With the example "if":
At the first occurance of a character
character -> KEYWORDS
KEYWORDS
'i' -> IF
'r' -> RETURN
...
any other character (exc. parens etc.) -> IDENTIFIER
IF
'f' -> IT_IS_IF
...
any other character (exc. parens etc.) -> IDENTIFIER
IT_IS_IF
'(' -> START
')' -> ERROR
'=' -> ERROR
...
digit or character -> IDENTIFIER
You can do it with a shortcut, of course, and make every keyword a single symbol, it would be quite tedious otherwise. A bit of cheating is allowed, I guess?
Again at the first occurance of a character
character -> KEYWORDS
KEYWORDS
if_symbol -> IF
else_symbol -> ELSE
return_symbol -> RETURN
...
digit or character -> IDENTIFIER
IF
'(' -> PARENTHESES
')' -> ERROR
'=' -> ERROR
...
So, can you just skip all white-space? A construct like
return x;
is as legit as is
returnx;
So, once you have a keyword in full it is either followed by a space (or a semicolon or braces or whatever symbol after a certain resevered word is allowed) or followed by a character/digit which makes it an identifier, or followed by something that is not allowed. The rest can, and should be left to the parser.
Or you take the first-hit approach: once you have a keyword you go back to start, so returnx;
would be seen as RETURN IDENTIFIER SEMICOLON
. But that would reduce the number of possible identifiers e.g.: ifitsone
would be IF ERROR
and that would most probably result in a lot of angry entries in your buglist.
With all of the information above you can build the table.
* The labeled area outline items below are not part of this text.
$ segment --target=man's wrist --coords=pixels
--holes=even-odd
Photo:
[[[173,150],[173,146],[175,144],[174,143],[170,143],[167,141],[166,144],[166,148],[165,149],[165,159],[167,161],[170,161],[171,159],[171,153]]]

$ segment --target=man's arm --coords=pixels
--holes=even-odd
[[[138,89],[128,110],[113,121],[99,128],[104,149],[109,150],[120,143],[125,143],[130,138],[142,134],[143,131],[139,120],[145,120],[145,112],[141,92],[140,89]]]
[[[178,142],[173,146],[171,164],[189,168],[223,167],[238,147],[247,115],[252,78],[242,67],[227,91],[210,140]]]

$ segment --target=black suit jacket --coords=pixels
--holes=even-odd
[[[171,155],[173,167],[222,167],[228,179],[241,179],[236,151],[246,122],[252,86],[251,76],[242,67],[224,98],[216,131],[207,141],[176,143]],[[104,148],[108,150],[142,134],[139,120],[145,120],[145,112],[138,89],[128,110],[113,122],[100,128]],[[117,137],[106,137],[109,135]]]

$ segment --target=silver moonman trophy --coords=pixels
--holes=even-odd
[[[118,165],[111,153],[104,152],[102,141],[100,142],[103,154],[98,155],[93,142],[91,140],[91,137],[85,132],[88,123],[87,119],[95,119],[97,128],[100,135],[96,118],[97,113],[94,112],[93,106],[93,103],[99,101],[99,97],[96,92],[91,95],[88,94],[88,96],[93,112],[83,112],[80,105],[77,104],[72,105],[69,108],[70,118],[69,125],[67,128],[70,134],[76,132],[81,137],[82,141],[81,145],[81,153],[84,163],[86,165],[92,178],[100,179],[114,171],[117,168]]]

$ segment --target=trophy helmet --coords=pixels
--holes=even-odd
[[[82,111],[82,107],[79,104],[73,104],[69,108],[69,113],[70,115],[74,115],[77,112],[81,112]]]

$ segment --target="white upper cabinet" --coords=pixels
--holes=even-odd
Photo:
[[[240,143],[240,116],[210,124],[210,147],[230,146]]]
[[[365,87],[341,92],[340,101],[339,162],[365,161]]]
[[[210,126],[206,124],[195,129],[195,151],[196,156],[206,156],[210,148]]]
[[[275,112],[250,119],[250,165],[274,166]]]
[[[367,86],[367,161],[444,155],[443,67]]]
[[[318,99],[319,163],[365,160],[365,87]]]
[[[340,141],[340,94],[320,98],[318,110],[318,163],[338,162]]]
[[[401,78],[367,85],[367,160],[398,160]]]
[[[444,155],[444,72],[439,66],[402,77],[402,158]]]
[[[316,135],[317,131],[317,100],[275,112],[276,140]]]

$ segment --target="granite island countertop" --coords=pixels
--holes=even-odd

If we set the rows to the states and the columns to the symbols
zero digit character space braceleft braceright parenleft ...
START ZERO INTEGER IDENTIFIER START BRACES BRACES PARENTHESES ...
ZERO ERROR ERROR ERROR START BRACES BRACES PARENTHESES ...
INTEGER INTEGER INTEGER ERROR START BRACES BRACES PARENTHESES ...
IDENTIFIER IDENTIFIER IDENTIFIER IDENTIFIER START BRACES BRACES PARENTHESES ...
...
Beware: all of the above is quite simplified and may contain errors! But that's basically how it works, it's not that complicated, it just has some fancy names you have to learn.
Just saw that Malcolm McLean's answer was deemed acceptable, so...